Recognizing the need to address future air travel demand, the San Diego Regional Airport Authority is evaluating several scenarios. The authority recently published a report that projects that from now until 2030, the number of plane boardings in Southern California airports will jump from 48 to 80 million passengers. The report estimates that Tijuana's airport will see the largest percentage increase of passenger boardings from 1.6 to 5.6 million.
The investors, meanwhile, see an opportunity to pull international travelers from LAX to the Tijuana airport, which offers low-cost flights to Mexican destinations as well as Aeromexico flights to Shanghai and Tokyo.
Aeromexico, along with three low-cost Mexican carriers, offer daily flights to at least six Mexican destinations from the Tijuana airport.
Flores said his family could save a lot of hassle by flying to Mexico from LAX, but tickets from the region's largest airport to Guadalajara could cost twice as much.
"We fly two, three times a year, so that adds up," he said, adding that a one-way ticket from Tijuana to Guadalajara only cost them $175.
An aviation consultant said the project's success will depend on the fee for crossing the bridge, which the investors said has not been determined. "They can't charge an outrageous amount for crossing the bridge," Jack Keady said. "Otherwise the airfares out of Tijuana might not be that much lower than San Diego."
To stay competitive, the San Diego airport is undergoing a $1 billion makeover to add terminal gates, roadways and lobby space. Meanwhile Rodriguez airport is undergoing a $30 million renovation to expand and modernize its check-in, baggage and terminal areas, with construction expected to wrap up by the end of the year, said airport director Guillermo Villalba Moralez.
Moralez said airport operators decided to upgrade the airport before the cross-border project came along, but they welcomed the potential for more passengers if the bridge gets built. Last August, the U.S. State Department granted a presidential permit to build the bridge after finding that it would not cause any significant environmental impact. The project must receive a few more approvals by U.S. and Mexican authorities before construction can begin.

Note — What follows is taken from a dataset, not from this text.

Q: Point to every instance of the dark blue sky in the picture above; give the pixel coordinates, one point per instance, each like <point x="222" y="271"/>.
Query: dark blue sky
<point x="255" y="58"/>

In the meantime, the CBP said it was cooperating with the private developers, but it declined to comment further because the project was still in the planning stages. To ensure security, current plans call for dividing the bridge into two corridors to separate northbound and southbound passengers.
A San Diego County man who created the Website tijuanaairportguide.com said those features would help reassure Americans who don't feel comfortable crossing the border to get on a plane.
Bill Livingston of Carlsbad said the experience could be intimidating for first-timers, so the traveling salesman posted a video providing step-by-step instruction for crossing the border. It has been viewed more than 17,500 times.
"Southern Californians should take advantage of the hospitality and competitive airline prices offered by our friends right across the border," Livingston said. "I find the airport to be very flier friendly. It might as well be San Diego's other airport."